Não há dúvidas de que a operação de Ross é tecnicamente mais complexa que uma troca valvar convencional, e isso deve ser levado em consideração, quando se faz a opção por um determinado tipo de substituto valvar. A técnica de implante de auto-enxerto pulmonar por substituição total da raiz aórtica (roof replacement) tem algumas vantagens, dentre elas, a de se padronizar essa operação. A transferência da valva pulmonar como unidade íntegra, para o lado esquerdo do coração, permite um perfeito alinhamento geométrico da mesma e, conseqüentemente, desempenho hemodinâmico normal, semelhante ao da valva aórtica nativa.
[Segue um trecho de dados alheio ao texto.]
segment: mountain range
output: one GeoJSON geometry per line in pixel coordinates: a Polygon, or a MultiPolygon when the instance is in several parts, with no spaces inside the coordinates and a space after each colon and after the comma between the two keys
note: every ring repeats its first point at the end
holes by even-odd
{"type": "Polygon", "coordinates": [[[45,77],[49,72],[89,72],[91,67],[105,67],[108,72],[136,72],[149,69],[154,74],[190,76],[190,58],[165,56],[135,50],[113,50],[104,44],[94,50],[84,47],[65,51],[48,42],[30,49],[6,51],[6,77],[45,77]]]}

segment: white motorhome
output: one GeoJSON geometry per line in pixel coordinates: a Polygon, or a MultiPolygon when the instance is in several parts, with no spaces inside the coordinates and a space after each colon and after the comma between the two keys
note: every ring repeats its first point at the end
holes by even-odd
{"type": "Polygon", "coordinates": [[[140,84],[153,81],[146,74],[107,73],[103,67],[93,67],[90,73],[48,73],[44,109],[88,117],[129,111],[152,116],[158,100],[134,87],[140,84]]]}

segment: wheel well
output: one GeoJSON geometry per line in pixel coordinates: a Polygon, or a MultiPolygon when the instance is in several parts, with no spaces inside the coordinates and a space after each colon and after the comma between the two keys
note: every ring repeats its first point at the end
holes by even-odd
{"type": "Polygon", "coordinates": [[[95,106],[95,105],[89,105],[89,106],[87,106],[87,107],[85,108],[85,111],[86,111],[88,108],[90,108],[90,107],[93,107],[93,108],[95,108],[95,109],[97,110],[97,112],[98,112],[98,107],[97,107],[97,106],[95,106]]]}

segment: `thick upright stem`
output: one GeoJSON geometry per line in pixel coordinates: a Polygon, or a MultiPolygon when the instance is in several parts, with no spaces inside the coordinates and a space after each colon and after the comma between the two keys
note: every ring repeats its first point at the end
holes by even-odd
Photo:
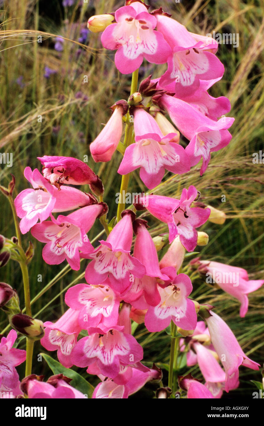
{"type": "MultiPolygon", "coordinates": [[[[132,74],[132,81],[131,81],[131,89],[130,90],[130,95],[132,95],[137,91],[138,89],[138,70],[136,69],[132,74]]],[[[126,116],[126,129],[125,130],[125,138],[124,140],[123,145],[125,149],[129,145],[132,141],[133,138],[133,126],[129,121],[129,114],[128,113],[126,116]]],[[[125,208],[126,203],[124,202],[126,199],[126,194],[128,187],[128,184],[129,180],[130,173],[127,175],[123,175],[122,177],[121,181],[121,186],[120,187],[120,193],[121,194],[121,199],[122,202],[118,203],[117,213],[118,222],[121,219],[121,213],[125,208]],[[125,196],[123,196],[123,191],[124,191],[125,196]]]]}

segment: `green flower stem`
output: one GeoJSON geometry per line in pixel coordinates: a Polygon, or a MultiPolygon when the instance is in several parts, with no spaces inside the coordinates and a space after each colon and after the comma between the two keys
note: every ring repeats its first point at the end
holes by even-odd
{"type": "MultiPolygon", "coordinates": [[[[138,89],[138,70],[137,69],[134,71],[132,74],[132,81],[131,82],[131,89],[130,90],[130,95],[132,95],[135,92],[137,91],[138,89]]],[[[133,141],[133,126],[132,123],[129,121],[129,115],[128,112],[126,115],[126,129],[125,130],[125,138],[124,139],[123,146],[125,148],[128,147],[133,141]]],[[[129,180],[130,173],[127,175],[123,175],[122,176],[121,181],[121,186],[120,187],[120,193],[121,196],[122,197],[123,201],[123,191],[125,191],[125,199],[126,194],[127,191],[128,184],[129,180]]],[[[121,219],[121,213],[125,207],[125,203],[118,203],[117,213],[117,221],[118,222],[121,219]]]]}
{"type": "Polygon", "coordinates": [[[174,358],[175,356],[175,343],[176,340],[176,325],[172,320],[171,322],[171,337],[170,340],[170,353],[169,354],[169,388],[172,389],[173,382],[173,366],[174,365],[174,358]]]}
A experiência de Ross, já com mais de 20 anos de seguimento clínico, demonstra que as cúspides da valva pulmonar se comportam de forma adequada na circulação sistêmica. Os relatos de Elkins et al. sugerem o mesmo, com relação à parede arterial pulmonar, apesar do tempo de evolução ser de apenas oito anos. Pelo fato do auto-enxerto pulmonar ser vivo, com capacidade regenerativa, ser morfologicamente semelhante à valva aórtica nativa e ter desempenho hemodinâmico normal, pode representar a cura da valvopatia aórtica em algumas situações. Isso, obviamente, não pode ser alcançado por nenhum outro tipo de substituto valvar. Conforme apontado pelo Dr. Vrandecic, o Registro Internacional demonstra uma incidência de 5% de reoperações em quatro anos, por disfunção do auto-enxerto. A análise mais detalhada desses dados revela que a causa mais freqüente para isso é de ordem técnica, o que enfatiza a necessidade de bom conhecimento anatômico e da utilização de boa técnica operatória para a obtenção de bons resultados. A durabilidade dos homoenxertos usados na reconstrução da via de saída do ventrículo direito tem sido muito satisfatória, conforme ralatado por diversos autores. Na experiência de Ross, a incidência de reoperações para substituição de homoenxertos foi de apenas 3,6% em 20 anos. Idealmente, deve-se utilizar homo-enxertos pulmonares criopreservados, nessa posição. Temos acompanhado com muito interesse o desenvolvimento da prótese aórtica porcina sem suporte com tratamento anticalcificante "No React", e esperamos que os resultados clínicos venham confirmar os dados experimentais, que foram externamente promissores. Finalizando, acreditamos que a operação de Ross se demonstrou factível em nosso meio e, atualmente, parece representar a melhor opção no tratamento cirúrgico de pacientes jovens com valvopatia aórtica.